Recently researchers have gotten around sensitivity issues with PCR-based HIV detection using droplet digital PCR, and the high cost of HIV screening by using pooled nucleic acid testing in the clinic. But the aptamer-based assay is inherently sensitive, quantitative, and will likely be inexpensive.

"[PCR is] a great technique, obviously, it's changing the world, but there are issues with time, contamination, and false positives that this assay would tend not to have as much of; I'm not saying it's a better assay by any means, I'm just saying I think it's a really reasonable alternative method," DeStefano said.

The method is already more sensitive and specific than standard rapid antibody-based testing for HIV. At this point, it takes about as long as a typical lab-based PCR assay, DeStefano said. However, he hopes the new funds will allow the lab to focus on speeding up the reaction. It can now detect about 100 particles of HIV virus, which means it might be useful even for latent, late-stage infections. It could also be useful for HIV laboratory research, and possibly adapted to detect other retroviruses or pararetroviruses that depend on RTs.

The aptamer happens to mimic a segment of viral genomic material that is crucial for its life cycle and contains a purine-rich domain, known as the polypurine tract, DeStefano said. "The [RT] really likes things that look like the polypurine tract ... it basically binds really tightly to them such that you can bind the enzyme and wash away everything else," he explained.

Interestingly, DeStefano has also been collaborating to use so-called unnatural base pairs to build aptamers. With Phil Holliger, a researcher at the Medical Research Council in the UK who recently reported in Nature on catalytic activity of xeno-nucleic acids, or XNAs, DeStafano has made aptamers that also bind extremely tightly to HIV RT. However, one disadvantage at the moment is that these aptamers can't be extended, "so it's harder to detect that RT is there," DeStefano said.

As reported by GenomeWeb, a team at Scripps is one of a handful of labs at the forefront of creating high-fidelity XNAs, and that lab recently showed XNA incorporated into E. coli could replicate in living bacteria. XNA aptamers have been catching on, DeStefano noted, in part because usual immune system and cellular mechanisms do not target them for degradation.

The lab is also collaborating with Indira Hewlett, an HIV researcher at the US Food and Drug Administration, with the hopes of further developing aptamer-based detection methods of HIV "that can potentially be used in the field and are accurate, reliable, [and] stable," DeStefano said.
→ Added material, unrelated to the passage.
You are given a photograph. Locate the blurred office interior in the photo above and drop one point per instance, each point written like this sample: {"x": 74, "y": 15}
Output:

The current assay is performed in a 96-well plate with RT-driven aptamer extension using radiolabeled nucleotides. But DeStefano envisions it could potentially be built into a colorometric assay. The RT itself is extremely stable, as is the aptamer, and this may make the method amenable to building an HIV diagnostic, possibly one useful in low-resource settings.

Roche currently markets a colorometric assay that detects enzymatic activity of reverse transcriptase and is available for research use only. DeStefano was unaware of any entities developing assays for HIV using aptamer-based detection of RT specifically.

The lab has filed an intellectual property disclosure with the university describing the method as well, DeStefano noted. However, for later stages of development, he said he would likely seek industry partners. "They have tools, and even ideas, that we don't," he said.